Странные сны снились от случая к случаю, подозрительный тип уговаривал Юсту остаться, показывая ей самые невероятные места, иной раз девушка просто поражалась собственной фантазии, но никогда не соглашалась. Отчасти из упрямства, отчасти желая увидеть ещё что-то.

Во всём остальном эти сны ничем не отличались от обычных – она помнила их, просыпаясь, но уже через несколько минут начинала забывать, если не старалась запомнить. Что-то запоминалось легко и оставалось в памяти, что-то исчезало бесследно, и сколько она ни пыталась вспомнить, в памяти словно черные дыры образовывались.
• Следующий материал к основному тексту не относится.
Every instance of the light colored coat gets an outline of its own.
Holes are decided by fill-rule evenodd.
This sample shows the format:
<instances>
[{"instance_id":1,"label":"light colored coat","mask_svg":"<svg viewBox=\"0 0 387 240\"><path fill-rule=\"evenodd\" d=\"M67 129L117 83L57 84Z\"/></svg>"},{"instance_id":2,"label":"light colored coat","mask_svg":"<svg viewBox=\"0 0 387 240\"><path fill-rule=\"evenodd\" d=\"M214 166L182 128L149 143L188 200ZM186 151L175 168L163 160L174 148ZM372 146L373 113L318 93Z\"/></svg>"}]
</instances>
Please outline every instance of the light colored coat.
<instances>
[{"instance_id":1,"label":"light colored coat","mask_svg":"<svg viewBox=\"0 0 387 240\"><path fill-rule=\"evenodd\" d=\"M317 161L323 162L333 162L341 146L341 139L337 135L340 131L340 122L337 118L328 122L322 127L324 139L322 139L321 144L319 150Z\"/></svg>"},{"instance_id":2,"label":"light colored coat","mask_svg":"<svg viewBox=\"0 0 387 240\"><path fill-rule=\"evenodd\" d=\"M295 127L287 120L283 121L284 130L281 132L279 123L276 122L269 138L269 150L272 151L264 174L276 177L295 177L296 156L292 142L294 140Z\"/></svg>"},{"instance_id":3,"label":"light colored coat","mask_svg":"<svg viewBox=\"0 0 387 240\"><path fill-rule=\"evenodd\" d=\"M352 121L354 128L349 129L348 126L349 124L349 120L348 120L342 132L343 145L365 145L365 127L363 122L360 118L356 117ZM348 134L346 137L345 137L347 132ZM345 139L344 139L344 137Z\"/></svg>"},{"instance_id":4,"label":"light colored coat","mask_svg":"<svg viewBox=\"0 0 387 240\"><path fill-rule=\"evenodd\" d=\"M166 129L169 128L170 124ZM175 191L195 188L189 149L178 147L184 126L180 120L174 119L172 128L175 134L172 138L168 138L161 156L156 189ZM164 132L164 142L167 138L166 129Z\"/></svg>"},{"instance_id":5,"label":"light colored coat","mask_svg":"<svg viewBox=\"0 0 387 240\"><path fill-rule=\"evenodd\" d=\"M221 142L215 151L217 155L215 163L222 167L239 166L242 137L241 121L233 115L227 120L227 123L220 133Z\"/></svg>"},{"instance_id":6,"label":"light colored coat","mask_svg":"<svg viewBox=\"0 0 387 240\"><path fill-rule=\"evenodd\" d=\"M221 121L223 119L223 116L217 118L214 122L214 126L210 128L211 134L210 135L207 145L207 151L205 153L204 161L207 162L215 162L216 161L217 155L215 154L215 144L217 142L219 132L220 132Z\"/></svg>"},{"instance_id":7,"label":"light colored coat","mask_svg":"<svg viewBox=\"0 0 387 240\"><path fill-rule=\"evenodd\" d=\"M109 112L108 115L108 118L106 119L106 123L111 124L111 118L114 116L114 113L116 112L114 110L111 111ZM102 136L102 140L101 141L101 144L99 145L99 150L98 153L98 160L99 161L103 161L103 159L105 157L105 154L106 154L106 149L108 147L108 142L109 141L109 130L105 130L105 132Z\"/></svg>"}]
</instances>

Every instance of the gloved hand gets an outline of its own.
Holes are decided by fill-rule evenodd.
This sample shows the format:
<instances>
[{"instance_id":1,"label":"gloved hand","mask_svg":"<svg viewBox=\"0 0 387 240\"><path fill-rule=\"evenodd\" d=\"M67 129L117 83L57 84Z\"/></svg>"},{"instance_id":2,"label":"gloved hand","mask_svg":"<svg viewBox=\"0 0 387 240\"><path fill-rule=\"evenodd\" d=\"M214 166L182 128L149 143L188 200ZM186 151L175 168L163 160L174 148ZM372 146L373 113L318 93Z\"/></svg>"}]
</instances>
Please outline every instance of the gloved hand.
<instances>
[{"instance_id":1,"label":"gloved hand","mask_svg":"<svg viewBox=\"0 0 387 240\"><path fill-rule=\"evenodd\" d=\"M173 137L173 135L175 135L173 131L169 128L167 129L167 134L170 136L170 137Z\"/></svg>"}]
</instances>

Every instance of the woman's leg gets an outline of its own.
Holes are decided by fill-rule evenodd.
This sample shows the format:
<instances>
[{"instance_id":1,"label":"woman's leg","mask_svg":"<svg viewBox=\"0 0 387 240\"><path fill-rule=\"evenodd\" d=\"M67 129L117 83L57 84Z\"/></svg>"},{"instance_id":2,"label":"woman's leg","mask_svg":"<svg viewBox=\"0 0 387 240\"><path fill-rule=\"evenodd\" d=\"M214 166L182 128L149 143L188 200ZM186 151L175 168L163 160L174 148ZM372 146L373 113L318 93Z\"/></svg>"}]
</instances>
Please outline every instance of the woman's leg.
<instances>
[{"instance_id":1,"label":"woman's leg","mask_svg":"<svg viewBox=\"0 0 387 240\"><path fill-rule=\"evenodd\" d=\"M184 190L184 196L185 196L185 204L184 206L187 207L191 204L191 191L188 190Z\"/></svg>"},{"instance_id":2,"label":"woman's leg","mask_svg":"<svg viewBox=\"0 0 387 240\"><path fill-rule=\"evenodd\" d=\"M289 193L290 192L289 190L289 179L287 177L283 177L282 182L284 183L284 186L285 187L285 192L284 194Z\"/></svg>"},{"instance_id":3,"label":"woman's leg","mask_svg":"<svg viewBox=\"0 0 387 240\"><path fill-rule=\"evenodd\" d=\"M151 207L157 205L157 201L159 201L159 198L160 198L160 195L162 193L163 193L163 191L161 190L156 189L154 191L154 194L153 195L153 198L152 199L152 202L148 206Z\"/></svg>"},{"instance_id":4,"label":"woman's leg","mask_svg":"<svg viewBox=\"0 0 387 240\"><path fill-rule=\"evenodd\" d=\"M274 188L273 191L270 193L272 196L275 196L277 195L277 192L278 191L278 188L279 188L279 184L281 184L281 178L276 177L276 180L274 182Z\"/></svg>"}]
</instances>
На работе всё оставалось по-прежнему – с детьми хорошо, с коллегами напряжно, заполнять тонны бумажек – муторно. Когда Юста заканчивала педагогический, она и представить себе не могла, какое дикое количество всевозможных бумаг необходимо заполнять ежемесячно.

Лан и Фрейя регулярно заезжали в гости или встречались на нейтральной территории, Влад и Мира – чуть реже, но тоже не оставляли Юсту в одиночестве. Впрочем, со временем она сама стала несколько избегать излишней опеки, чувствуя, что справилась с собственными эмоциями и вполне способна жить дальше.
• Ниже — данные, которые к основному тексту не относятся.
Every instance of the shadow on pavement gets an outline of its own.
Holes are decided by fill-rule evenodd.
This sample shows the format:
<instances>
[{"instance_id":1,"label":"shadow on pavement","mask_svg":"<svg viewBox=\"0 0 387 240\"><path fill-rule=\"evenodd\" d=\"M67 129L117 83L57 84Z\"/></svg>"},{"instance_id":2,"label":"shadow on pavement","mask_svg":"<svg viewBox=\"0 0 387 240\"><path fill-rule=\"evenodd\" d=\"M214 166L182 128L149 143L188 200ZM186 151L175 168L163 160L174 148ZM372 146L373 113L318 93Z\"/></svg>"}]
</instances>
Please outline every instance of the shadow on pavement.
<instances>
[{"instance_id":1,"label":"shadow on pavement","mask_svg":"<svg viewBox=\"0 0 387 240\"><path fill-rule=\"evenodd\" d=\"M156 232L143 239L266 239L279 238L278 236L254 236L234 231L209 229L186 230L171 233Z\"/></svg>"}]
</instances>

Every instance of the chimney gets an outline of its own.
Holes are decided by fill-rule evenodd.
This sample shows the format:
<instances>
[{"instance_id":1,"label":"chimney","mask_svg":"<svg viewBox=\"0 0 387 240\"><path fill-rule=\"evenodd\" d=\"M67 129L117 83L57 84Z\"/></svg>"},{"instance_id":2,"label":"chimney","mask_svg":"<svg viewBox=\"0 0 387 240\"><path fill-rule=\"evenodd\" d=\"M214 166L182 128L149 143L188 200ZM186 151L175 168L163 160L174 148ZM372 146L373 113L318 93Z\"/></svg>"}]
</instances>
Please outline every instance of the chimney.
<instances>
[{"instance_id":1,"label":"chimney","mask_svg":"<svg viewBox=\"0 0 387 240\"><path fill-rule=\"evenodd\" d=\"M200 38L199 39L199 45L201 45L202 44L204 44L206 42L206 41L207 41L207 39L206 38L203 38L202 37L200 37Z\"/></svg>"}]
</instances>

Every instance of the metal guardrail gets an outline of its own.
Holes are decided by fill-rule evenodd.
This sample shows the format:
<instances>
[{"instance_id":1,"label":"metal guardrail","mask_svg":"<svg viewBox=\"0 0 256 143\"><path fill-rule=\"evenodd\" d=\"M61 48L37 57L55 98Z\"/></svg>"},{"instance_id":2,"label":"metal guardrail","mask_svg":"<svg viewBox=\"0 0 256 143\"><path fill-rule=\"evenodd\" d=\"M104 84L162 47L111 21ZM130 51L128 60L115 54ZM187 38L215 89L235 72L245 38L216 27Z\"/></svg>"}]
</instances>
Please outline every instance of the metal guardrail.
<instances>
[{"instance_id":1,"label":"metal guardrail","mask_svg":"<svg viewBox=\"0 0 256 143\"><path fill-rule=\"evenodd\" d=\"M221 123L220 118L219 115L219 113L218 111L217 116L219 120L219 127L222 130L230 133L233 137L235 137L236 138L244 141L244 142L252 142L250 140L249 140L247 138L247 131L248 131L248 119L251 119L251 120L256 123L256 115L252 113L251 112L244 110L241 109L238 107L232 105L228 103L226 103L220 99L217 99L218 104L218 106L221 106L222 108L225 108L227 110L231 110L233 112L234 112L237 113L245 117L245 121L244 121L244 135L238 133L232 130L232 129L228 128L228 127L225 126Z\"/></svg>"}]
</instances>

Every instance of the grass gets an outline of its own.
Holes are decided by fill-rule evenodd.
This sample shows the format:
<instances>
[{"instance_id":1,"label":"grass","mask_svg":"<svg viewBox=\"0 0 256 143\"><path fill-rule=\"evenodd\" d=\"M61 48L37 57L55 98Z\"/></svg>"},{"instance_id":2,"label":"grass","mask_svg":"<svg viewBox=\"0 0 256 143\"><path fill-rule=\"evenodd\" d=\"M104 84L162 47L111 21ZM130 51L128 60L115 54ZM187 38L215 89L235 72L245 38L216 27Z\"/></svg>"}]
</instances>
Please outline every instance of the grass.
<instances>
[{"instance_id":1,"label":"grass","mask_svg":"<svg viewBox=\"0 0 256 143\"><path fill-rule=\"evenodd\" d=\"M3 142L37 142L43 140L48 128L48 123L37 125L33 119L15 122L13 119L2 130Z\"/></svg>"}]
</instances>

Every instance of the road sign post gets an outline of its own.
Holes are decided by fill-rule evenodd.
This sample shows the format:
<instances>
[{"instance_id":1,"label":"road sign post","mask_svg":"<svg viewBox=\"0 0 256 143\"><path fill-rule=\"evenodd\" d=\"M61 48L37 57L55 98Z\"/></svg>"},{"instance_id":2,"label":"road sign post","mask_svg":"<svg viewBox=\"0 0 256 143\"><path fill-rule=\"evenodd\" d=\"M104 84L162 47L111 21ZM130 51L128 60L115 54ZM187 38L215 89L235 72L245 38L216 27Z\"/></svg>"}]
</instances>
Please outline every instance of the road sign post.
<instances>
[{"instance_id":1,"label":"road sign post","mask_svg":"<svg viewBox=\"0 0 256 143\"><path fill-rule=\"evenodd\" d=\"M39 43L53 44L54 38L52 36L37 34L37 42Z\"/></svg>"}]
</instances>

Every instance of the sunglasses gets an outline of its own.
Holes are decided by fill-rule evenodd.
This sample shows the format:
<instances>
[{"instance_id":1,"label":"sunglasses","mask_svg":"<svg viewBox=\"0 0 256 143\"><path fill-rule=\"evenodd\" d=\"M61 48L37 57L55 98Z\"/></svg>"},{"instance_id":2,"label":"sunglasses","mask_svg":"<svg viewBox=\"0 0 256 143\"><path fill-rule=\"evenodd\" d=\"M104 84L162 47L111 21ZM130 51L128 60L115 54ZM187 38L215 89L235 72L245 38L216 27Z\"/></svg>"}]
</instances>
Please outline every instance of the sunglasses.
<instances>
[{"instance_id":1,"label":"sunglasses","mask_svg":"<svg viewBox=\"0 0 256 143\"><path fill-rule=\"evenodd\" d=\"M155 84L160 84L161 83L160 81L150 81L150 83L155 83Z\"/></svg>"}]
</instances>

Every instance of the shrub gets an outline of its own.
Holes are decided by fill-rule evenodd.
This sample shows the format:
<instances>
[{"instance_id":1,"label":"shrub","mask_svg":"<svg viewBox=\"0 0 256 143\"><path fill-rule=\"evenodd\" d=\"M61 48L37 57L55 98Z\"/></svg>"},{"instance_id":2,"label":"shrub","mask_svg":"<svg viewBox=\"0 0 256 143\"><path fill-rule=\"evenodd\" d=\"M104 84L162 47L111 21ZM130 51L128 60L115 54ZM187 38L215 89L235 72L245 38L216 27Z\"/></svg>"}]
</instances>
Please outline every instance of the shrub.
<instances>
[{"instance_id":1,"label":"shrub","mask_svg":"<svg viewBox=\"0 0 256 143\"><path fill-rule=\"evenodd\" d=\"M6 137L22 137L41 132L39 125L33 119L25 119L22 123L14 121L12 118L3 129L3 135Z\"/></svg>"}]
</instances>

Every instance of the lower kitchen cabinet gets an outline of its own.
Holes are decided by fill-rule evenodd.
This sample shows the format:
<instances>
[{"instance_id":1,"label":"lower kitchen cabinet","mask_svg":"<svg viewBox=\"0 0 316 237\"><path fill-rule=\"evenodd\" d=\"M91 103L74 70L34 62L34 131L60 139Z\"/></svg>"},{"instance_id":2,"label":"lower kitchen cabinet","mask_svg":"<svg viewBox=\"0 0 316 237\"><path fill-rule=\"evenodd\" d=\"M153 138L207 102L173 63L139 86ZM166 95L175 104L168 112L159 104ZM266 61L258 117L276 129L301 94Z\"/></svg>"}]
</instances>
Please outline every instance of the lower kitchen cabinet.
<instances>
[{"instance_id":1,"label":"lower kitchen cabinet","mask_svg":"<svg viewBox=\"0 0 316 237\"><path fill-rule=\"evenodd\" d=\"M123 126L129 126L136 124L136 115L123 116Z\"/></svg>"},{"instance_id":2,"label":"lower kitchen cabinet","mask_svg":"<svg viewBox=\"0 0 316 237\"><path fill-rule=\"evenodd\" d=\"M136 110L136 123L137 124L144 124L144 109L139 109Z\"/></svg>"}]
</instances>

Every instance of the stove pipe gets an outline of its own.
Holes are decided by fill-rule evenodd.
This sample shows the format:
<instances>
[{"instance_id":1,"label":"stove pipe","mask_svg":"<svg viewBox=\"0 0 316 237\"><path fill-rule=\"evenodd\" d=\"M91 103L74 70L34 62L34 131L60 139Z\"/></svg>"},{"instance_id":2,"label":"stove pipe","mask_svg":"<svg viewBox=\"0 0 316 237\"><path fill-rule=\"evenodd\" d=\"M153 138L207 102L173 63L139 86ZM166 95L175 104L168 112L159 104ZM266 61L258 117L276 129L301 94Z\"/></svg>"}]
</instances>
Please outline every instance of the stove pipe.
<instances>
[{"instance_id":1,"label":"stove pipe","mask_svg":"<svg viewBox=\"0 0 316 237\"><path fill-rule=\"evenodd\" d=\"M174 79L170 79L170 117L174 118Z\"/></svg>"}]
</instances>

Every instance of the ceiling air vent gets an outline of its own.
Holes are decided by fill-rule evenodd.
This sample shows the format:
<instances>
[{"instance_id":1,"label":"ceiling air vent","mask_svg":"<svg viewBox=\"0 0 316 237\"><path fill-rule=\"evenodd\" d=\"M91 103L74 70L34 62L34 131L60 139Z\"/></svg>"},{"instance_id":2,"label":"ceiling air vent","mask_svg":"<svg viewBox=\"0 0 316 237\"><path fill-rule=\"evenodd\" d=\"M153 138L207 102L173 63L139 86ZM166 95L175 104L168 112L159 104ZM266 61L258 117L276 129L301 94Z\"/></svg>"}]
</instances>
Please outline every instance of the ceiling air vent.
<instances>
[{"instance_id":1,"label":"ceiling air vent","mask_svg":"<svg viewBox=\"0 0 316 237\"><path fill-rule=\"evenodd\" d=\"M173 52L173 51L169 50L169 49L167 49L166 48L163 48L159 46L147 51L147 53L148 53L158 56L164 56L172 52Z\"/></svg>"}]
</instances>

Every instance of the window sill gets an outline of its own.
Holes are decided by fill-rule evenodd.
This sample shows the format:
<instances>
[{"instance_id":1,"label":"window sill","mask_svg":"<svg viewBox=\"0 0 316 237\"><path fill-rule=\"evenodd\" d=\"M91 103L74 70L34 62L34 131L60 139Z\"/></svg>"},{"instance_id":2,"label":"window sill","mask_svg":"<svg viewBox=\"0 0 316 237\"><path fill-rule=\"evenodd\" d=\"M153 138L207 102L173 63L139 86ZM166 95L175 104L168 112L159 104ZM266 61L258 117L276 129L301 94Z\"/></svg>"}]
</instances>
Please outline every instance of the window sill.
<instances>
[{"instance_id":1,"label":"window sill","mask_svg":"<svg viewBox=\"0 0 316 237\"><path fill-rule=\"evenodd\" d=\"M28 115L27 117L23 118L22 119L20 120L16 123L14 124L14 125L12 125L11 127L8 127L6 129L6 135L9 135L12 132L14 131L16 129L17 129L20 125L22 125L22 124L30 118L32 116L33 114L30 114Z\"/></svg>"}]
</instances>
Единственное, что стало омрачать её одиночество, так это постоянно досаждающие ей неприятные типы, то звонящие в домофон, то ломящиеся в квартиру. Пару раз пришлось даже звонить в полицию, но всякий раз ситуация оказывалась достаточно безобидной – один алкоголик, перепутавший дом, другой – наркоман, забредший в дом случайно и принявшийся ломиться во все двери подряд и так далее. Волноваться вроде как особо было не о чем, и Юста старалась забывать о подобных инцидентах быстрее, чем они заканчивались.
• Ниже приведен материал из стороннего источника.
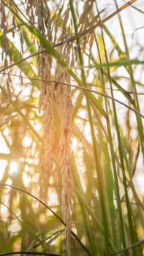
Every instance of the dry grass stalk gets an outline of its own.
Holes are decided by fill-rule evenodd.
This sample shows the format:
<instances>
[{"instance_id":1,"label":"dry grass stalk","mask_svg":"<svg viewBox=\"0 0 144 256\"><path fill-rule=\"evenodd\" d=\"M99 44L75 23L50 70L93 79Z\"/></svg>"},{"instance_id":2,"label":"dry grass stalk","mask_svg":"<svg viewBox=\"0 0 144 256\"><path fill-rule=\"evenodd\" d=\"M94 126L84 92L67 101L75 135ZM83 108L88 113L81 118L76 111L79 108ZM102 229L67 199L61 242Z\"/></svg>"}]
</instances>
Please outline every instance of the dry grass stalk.
<instances>
[{"instance_id":1,"label":"dry grass stalk","mask_svg":"<svg viewBox=\"0 0 144 256\"><path fill-rule=\"evenodd\" d=\"M51 40L50 22L45 15L49 14L48 6L45 1L37 1L36 14L38 16L38 29L42 35ZM39 76L43 80L50 80L52 57L48 53L42 53L37 59ZM41 81L41 96L39 102L39 110L44 110L44 136L45 138L45 165L50 172L53 168L53 87L49 83Z\"/></svg>"},{"instance_id":2,"label":"dry grass stalk","mask_svg":"<svg viewBox=\"0 0 144 256\"><path fill-rule=\"evenodd\" d=\"M51 42L50 11L45 1L37 1L37 15L38 15L38 29L45 38ZM64 46L59 48L59 53L69 64L69 48ZM49 53L42 53L38 58L39 75L43 80L50 80L52 57ZM55 79L61 83L70 83L70 78L59 64L56 69ZM41 96L39 108L44 110L44 133L45 137L45 165L49 174L53 167L55 121L54 112L58 114L61 122L59 143L59 160L61 173L62 176L62 212L66 224L67 253L70 255L69 235L71 229L70 215L72 211L72 179L70 171L70 144L71 144L71 109L70 87L61 86L56 83L55 85L42 80ZM58 118L57 116L57 118Z\"/></svg>"},{"instance_id":3,"label":"dry grass stalk","mask_svg":"<svg viewBox=\"0 0 144 256\"><path fill-rule=\"evenodd\" d=\"M69 47L70 48L70 47ZM63 49L62 57L69 64L69 47ZM62 83L70 83L70 77L67 71L64 71L59 67L58 76L56 80ZM70 230L71 230L71 211L73 211L73 184L71 173L71 89L69 86L59 85L61 98L59 98L59 114L61 117L61 140L59 159L62 176L62 212L66 224L65 237L67 255L70 256Z\"/></svg>"}]
</instances>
К концу декабря девушка оклемалась окончательно и твёрдо собиралась начать новую жизнь. Какую именно – она ещё не представляла, но не сомневалась, что подходящие условия вскоре появятся на горизонте. Юста всегда руководствовалась убеждением, что всё в жизни неслучайно и некие высшие силы – не то чтоб она в них верила, но оставляла вероятность существования – не оставят её без присмотра.

Новый Год встречали в квартире у Влада привычной компанией.

Влад, Фрейя и Юста занимались готовкой, Мира накрывала на стол, Лан и Вереск, их московский друг, приезжающий на праздники и каникулы, выполняли роль связных и время от времени бегали в ближайший круглосуточный маркет, докупая забытое.

В кастрюльках клокотало мясо, источая умопомрачительный аромат, в духовке доходил пирог с малиной, Фрейя ловко нарезала закуски, Юста художественно раскладывала их по тарелкам, украшала салаты веточками укропа, а коричные булочки – ягодами ежевики.

Юста беспрерывно хохотала, то сама рассказывая что-то из жизни своих детсадовских питомцев, то слушая Влада, запас смешных историй у которого, казалось, не иссякал никогда. Фрейя посмеивалась, но сама помалкивала – то ли ей нечего было рассказать, то ли не хотелось.

– Дайте зажигалку! – Юста раздобыла клочок бумаги и ручку. Она планировала загадать желание – а для этого нужно было успеть написать желание на листочке, сжечь его, а пепел выпить с шампанским до того, как часы пробьют полночь.